From: Hannelore Hinz <HanneHinz at t-online.de> (17.5.2010):



Seit 1999 ist die "Europäische Charta der Regional- oder Minderheiten
 Sprache" in Deutschland Gesetz. Bund und Länder *übernahmen*
völkerrechtlich
verbindliche Verpflichtungen zum Sprachenschutz, und zwar für das
Friesische, das Sorbische, das Dänische, die Sprache der Sinti und Roma als
Minderheitensprachen sowie für die Regionalsprache Niederdeutsch.

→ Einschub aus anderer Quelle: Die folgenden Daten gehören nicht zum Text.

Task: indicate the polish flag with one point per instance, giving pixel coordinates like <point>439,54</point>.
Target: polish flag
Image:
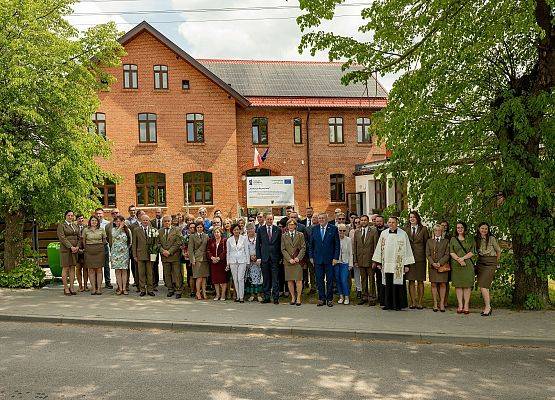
<point>257,159</point>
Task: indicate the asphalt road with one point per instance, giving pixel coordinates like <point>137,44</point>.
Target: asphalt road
<point>43,361</point>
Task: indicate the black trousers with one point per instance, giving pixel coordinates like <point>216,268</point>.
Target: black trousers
<point>395,296</point>
<point>270,277</point>
<point>155,272</point>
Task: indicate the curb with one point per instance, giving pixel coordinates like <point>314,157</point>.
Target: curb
<point>411,337</point>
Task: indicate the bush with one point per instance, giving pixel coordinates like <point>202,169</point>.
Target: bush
<point>503,284</point>
<point>27,274</point>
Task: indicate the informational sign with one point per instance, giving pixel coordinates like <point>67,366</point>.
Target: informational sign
<point>270,191</point>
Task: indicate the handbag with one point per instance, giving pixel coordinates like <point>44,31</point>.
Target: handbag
<point>465,252</point>
<point>444,268</point>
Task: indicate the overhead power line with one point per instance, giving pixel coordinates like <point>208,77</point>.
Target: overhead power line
<point>203,10</point>
<point>215,20</point>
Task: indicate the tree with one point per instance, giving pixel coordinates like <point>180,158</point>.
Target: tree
<point>49,78</point>
<point>470,120</point>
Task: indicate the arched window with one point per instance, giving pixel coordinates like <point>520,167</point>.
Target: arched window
<point>337,187</point>
<point>297,131</point>
<point>195,128</point>
<point>99,121</point>
<point>107,196</point>
<point>197,187</point>
<point>151,189</point>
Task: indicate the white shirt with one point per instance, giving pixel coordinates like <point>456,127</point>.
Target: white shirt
<point>238,250</point>
<point>346,251</point>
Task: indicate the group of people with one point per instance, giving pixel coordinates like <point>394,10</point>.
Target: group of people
<point>263,259</point>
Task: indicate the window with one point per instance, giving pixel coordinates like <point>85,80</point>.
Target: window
<point>99,120</point>
<point>195,128</point>
<point>379,194</point>
<point>297,131</point>
<point>198,187</point>
<point>401,195</point>
<point>160,77</point>
<point>337,187</point>
<point>130,76</point>
<point>151,189</point>
<point>260,130</point>
<point>363,130</point>
<point>107,196</point>
<point>336,129</point>
<point>147,128</point>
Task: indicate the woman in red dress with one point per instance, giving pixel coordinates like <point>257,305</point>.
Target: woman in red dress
<point>217,251</point>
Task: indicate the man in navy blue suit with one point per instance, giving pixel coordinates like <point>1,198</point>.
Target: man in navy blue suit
<point>324,253</point>
<point>268,256</point>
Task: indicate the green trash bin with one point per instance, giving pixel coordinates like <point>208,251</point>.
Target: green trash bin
<point>53,253</point>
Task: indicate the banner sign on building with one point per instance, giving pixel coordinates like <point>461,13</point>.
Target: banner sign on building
<point>270,191</point>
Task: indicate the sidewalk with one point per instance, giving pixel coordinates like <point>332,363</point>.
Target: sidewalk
<point>504,327</point>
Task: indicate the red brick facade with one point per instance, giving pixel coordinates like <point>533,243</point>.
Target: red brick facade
<point>227,151</point>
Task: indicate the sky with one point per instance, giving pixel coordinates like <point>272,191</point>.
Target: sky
<point>259,34</point>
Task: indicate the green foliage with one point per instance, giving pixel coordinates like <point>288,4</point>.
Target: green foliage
<point>534,302</point>
<point>503,283</point>
<point>470,120</point>
<point>50,75</point>
<point>27,274</point>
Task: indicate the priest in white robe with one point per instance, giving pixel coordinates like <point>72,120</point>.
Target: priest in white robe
<point>392,256</point>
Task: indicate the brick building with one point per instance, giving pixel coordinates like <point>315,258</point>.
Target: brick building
<point>178,123</point>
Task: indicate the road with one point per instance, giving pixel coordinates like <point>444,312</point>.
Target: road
<point>44,361</point>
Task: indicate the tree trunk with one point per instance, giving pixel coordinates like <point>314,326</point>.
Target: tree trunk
<point>14,240</point>
<point>527,283</point>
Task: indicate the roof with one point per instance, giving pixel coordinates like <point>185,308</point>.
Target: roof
<point>278,83</point>
<point>145,26</point>
<point>290,79</point>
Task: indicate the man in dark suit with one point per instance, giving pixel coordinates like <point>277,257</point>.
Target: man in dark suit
<point>324,253</point>
<point>268,256</point>
<point>156,224</point>
<point>311,274</point>
<point>170,241</point>
<point>308,220</point>
<point>260,221</point>
<point>283,221</point>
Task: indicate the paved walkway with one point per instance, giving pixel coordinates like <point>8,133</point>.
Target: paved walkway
<point>504,327</point>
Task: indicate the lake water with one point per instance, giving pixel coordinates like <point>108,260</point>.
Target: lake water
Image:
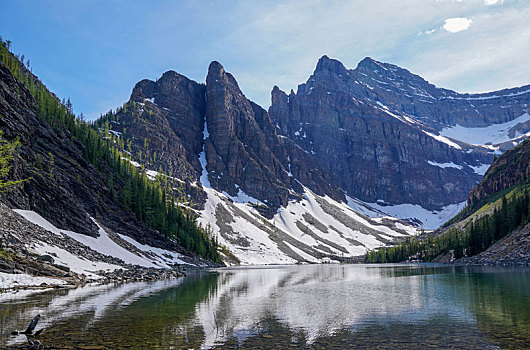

Ich hole gerade mehrere Wochen Rückstand auf, daher hier eine verspätete
Antwort auf diese ältere Nachricht. Meine Bemerkung soll auch keine Kritik
an Hannelore sein, sondern ist als allgemeine Korrektur eines
weitverbreiteten Missverständnisses sein:

Die Charta heißt "Europäische Charta der Regional- oder
Minderheitensprachen". Sie heißt nicht "Europäische Charta der Regional- und
Minderheitensprachen" (der Unterschied ist das "und" bzw. "oder"), wie man
es wohl spontan erwarten würde. Dieser Unterschied ist nicht der Willkür der
Autoren der Charta geschuldet, sondern hat einen Sinn. Es handelt sich im
juristischen Sinne der Charta nicht um die bloße Aneinanderreihung der zwei
Terme "Regionalsprache" und "Minderheitensprache", sondern um einen einzigen
Term "Regional- oder Minderheitensprache".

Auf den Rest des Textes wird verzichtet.